Name MFM Hoekman (Marco)
Department of Neuroscience and Pharmacology
Section Neurodevelopment
Function Assistant professor
E-mail:
m.f.m.hoekman@umcutrecht.nl Tel: +31 88 7568638
Title research line FoxO transcription factors in neuronal survival and maintenance
Summary research Development and plasticity of neuronal systems relies on explicit programs of gene expression. These expression programs are internally driven by transcription factors, and are under the tight control of external signals provided by growth factors, neurotransmitters and cell surface proteins. One particular interesting class of transcription factors which has been known to couple external stimuli to gene regulation is the the forkhead (Fox) or winged helix family of transcription factors, including the foxO members FoxO1, FoxO3 and FoxO4. FoxO factors form a transcriptional endpoint of the PI3-kinase/PKB signal transduction pathway, activated by several growth factors, like insulin, IGF-1, NGF and BDNF (Accili et al., Burgering et al., Gan et al., Essers et al.). Transfected in cell lines, FoxO members display a unique shuttling behavior between the nucleus and the cytosol under the control of PI3-kinase/PKB-mediated phosphorylation. Activation of this pathway leads to phosphorylation of FoxO proteins, and to relocation from the nucleus to the cytoplasm, thereby abolishing transcriptional activity. In vitro and ex vivo evidence indicates FoxO transcription factors to be directly involved in neuronal cell survival, acting as pro-apoptotic proteins and as downstream targets of the insulin-induced PI3-kinase/PKB signal transduction pathway.
A fourth murine FoxO member, FoxO6 was identified in our lab (Jacobs et al., van der Heide et al., Hoekman et al). During development FoxO6 is expressed mainly in the forebrain. Moreover, structure-function analysis in cell lines stimulated by growth factors, revealed that FoxO6 differs markedly in the dynamics of shuttling between nucleus and cytosol from FoxO1 and FoxO3. Interestingly, the expression of FoxO factors in the brain appears strictly regulated in a spatiotemporal fashion during development, precipitating in a specific expression profile in the adult brain. The hippocampus specifically, displays complementary and partly overlapping expression domains of FoxO1,-O3, and -O6 in the separate CA fields and the dentate gyrus area, suggesting a FoxO-regionalisation code within this neuronal structure. Notably, hippocampal expression of FoxO genes is induced only late in brain development at stages when pyramidal cells in the CA subfields and granule cells in the dentate gyrus develop and functional networks are formed. Moreover, expression is prominent in the mature hippocampus, possibly pointing to the regulatory potential of FoxO genes in adult hippocampal physiology.

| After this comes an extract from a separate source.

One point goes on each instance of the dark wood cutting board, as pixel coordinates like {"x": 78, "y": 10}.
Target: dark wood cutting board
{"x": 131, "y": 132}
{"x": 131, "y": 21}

Taken together, FoxO transcription factors, specifically FoxO6, are in a key position to participate in signal transduction cascades which determine neuronal fate and plasticity. Therefore, the overall aim of this program is to determine the involvement of the forkhead transcription factor FoxO6 in neuronal development, thereby linking FoxO mediated survival and maintanance to neuronal differentiation.
Publications: Wijchers PJ, Hoekman MFM, Burbach JP, Smidt MP (2006)
Identification of forkhead transcription factors in cortical and dopaminergic areas of the adult murine brain.
Hoekman MFM, Jacobs FM, Smidt MP, Burbach JP (2006)
Spatial and temporal expression of FoxO transcription factors in the developing and adult murine brain.
van der Heide LP, Jacobs FM, Burbach JP, Hoekman MFM, Smidt MP (2005)
FoxO6 transcriptional activity is regulated by Thr26 and Ser184, independent of nucleo-cytoplasmic shuttling.
van der Heide LP, Hoekman MFM, Smidt MP (2005)
The ins and outs of FoxO shuttling: mechanisms of FoxO translocation and transcriptional regulation.
Jacobs FM, van der Heide LP, Wijchers PJ, Burbach JP, Hoekman MFM, Smidt MP (2004)
FoxO6, a novel member of the FoxO class of transcription factors with distinct shuttling dynamics.